My JSON keys contain whitespace, etc

Simple solution: use typeing.TypeDict‘s backwards-compatibility syntax.

from pprint import pprint
from typing import List, TypedDict

import serdelicacy
from serdelicacy import OptionalProperty

DATA = [
    {
        "weird, key": 1,
        "normal": 2,
    },
    {
        "normal": 3,
    },
]

DataItem = TypedDict(
    "DataItem",
    {
        "weird, key": OptionalProperty[int],
        "normal": int,
    },
)

LOADED = serdelicacy.load(DATA, List[DataItem])

print("Loaded data:")
pprint(LOADED)

print("Re-serialized data:")
pprint(serdelicacy.dump(LOADED))

This prints the following to the console.

Loaded data:
[{'normal': 2, 'weird, key': 1},
 {'normal': 3, 'weird, key': <Missing property>}]
Re-serialized data:
[{'normal': 2, 'weird, key': 1}, {'normal': 3}]

Try changing values in your JSON data; you’ll get runtime errors if your data does not conform to the above schema. Additionally, mypy should call out any misused variable keys / types.
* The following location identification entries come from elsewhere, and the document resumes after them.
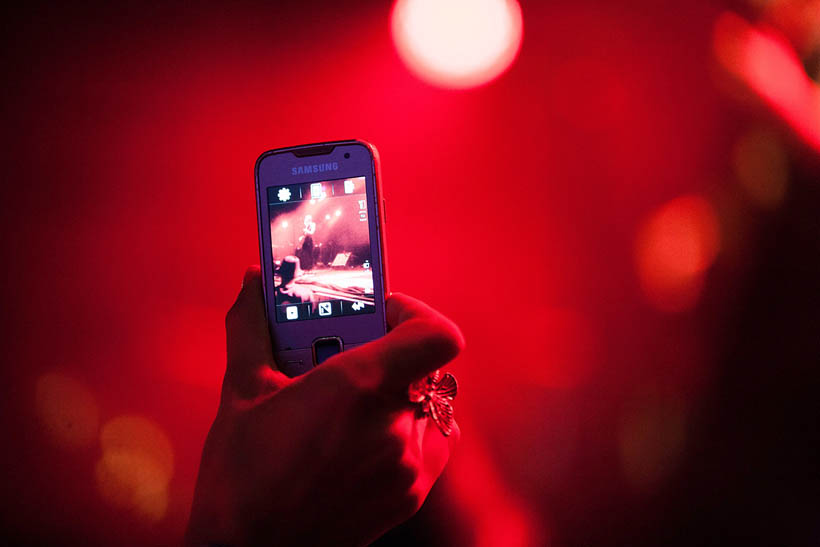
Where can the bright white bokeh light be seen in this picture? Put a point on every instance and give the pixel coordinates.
(457, 43)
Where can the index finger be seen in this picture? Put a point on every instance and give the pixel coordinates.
(421, 340)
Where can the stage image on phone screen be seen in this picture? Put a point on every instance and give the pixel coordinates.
(321, 249)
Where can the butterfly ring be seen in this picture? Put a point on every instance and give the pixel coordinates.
(434, 395)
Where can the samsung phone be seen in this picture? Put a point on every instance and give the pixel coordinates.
(321, 243)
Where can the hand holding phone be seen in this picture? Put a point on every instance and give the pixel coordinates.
(334, 457)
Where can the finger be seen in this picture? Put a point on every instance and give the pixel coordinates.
(421, 341)
(436, 451)
(251, 368)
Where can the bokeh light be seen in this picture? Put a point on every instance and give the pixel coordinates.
(457, 43)
(761, 167)
(675, 247)
(767, 63)
(67, 409)
(136, 465)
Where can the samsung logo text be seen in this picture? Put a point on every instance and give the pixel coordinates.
(315, 168)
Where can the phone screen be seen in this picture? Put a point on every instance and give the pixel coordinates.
(320, 245)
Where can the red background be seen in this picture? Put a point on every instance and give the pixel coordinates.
(129, 217)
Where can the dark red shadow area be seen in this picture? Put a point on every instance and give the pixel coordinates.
(627, 290)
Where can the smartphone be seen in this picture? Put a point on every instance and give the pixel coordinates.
(321, 244)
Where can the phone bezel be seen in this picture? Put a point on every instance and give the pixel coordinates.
(273, 168)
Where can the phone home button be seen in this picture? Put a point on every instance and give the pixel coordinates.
(325, 348)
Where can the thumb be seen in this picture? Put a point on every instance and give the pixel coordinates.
(251, 370)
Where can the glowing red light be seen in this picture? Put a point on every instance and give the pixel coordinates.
(674, 249)
(768, 64)
(457, 43)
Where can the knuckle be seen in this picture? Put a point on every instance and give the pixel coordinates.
(405, 476)
(410, 502)
(231, 316)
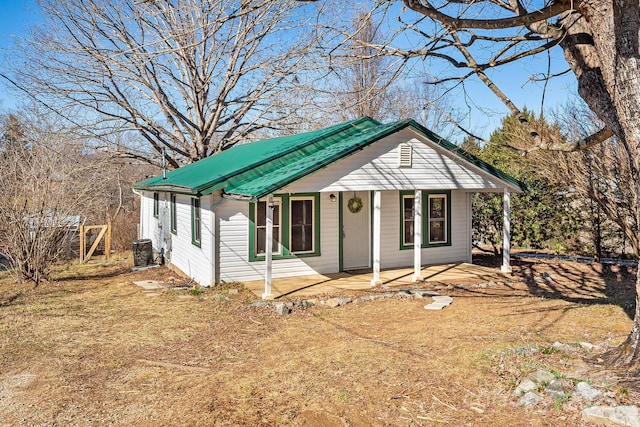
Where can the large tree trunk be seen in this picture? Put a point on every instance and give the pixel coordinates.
(604, 54)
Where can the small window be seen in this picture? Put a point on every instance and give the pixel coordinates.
(196, 222)
(408, 219)
(437, 219)
(156, 204)
(406, 152)
(302, 229)
(174, 215)
(261, 227)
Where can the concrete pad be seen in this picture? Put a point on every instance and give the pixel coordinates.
(149, 285)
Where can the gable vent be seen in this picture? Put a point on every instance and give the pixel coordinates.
(405, 155)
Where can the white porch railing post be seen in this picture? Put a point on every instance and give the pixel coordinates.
(506, 229)
(377, 202)
(417, 237)
(268, 250)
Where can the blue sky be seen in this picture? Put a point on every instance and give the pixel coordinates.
(17, 15)
(15, 18)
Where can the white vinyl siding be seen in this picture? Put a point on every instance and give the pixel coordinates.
(392, 257)
(234, 245)
(261, 227)
(192, 260)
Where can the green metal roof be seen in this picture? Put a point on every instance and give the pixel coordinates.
(253, 171)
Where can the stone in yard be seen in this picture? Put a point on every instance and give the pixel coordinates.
(281, 308)
(364, 298)
(336, 302)
(585, 391)
(612, 416)
(587, 346)
(530, 398)
(259, 304)
(542, 376)
(312, 301)
(562, 347)
(525, 386)
(555, 389)
(421, 293)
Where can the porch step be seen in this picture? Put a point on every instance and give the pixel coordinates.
(439, 302)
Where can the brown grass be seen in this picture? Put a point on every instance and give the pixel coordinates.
(92, 348)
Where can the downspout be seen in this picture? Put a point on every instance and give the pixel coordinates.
(215, 240)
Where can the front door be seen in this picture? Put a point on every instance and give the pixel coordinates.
(356, 230)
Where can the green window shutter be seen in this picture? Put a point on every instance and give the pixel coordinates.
(196, 222)
(174, 214)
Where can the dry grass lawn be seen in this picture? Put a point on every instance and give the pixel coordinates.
(92, 348)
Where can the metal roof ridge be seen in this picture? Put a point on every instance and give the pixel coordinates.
(340, 127)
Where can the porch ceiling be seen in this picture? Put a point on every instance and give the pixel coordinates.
(304, 286)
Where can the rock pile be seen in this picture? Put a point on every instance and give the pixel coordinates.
(284, 308)
(542, 385)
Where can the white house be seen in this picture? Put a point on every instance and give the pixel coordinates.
(356, 195)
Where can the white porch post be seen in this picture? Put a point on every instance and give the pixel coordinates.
(506, 229)
(417, 237)
(377, 201)
(268, 250)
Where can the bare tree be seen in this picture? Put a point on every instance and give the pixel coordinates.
(363, 81)
(599, 40)
(601, 176)
(47, 190)
(193, 77)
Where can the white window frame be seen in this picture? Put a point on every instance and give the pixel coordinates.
(404, 219)
(443, 219)
(313, 223)
(278, 202)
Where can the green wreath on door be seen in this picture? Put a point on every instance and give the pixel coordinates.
(355, 204)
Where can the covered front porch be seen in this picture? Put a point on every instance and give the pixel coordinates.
(304, 286)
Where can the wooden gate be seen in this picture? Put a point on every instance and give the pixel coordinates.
(104, 233)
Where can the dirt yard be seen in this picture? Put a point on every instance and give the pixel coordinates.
(93, 348)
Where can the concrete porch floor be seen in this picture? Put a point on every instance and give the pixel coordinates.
(302, 286)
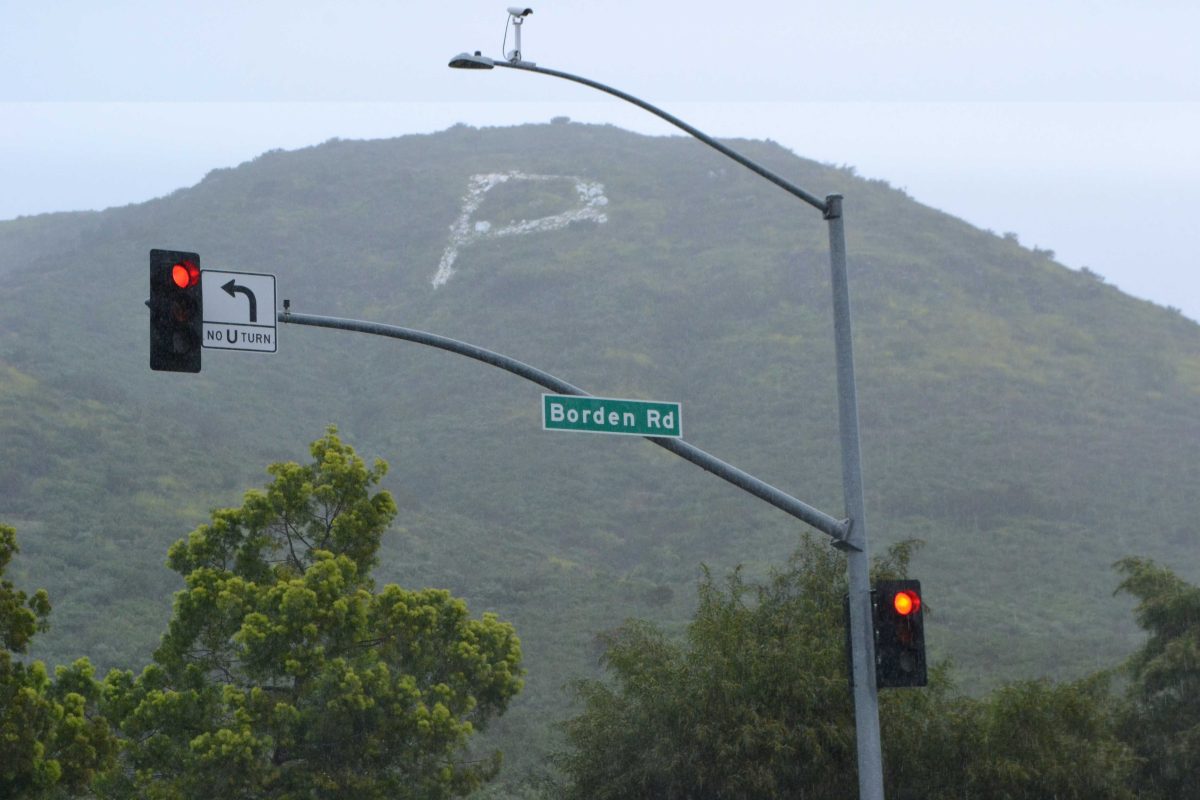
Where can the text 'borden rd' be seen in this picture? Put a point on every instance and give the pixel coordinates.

In short, this has enabled a type-safe load and a perfectly sane dump.

Local Development

Local development for this project is simple.

Dependencies

Install the following tools manually.

Recommended

Set up development environment

make setup

Run Tests

make test

Notes

  • Initially inspired by undictify and a PR I helped with. serdelicacy’s goals are different; it’s focused on serde instead of general function signature overrides.

  • I also notice some striking similarities with a library called typedload (great minds think alike, I guess :p). I renamed my top-level functions to “load” and “dump” in typedload’s homage. Unfortunately, as of version 1.20, typedload does not handle all types of dataclasses elegantly (mainly, InitVar). Since typedload supports Python 3.5+, it never will elegantly handle all dataclasses without lots of unfortunate conditionals in the codebase. If you must use Python 3.7-, I suggest looking into typedload.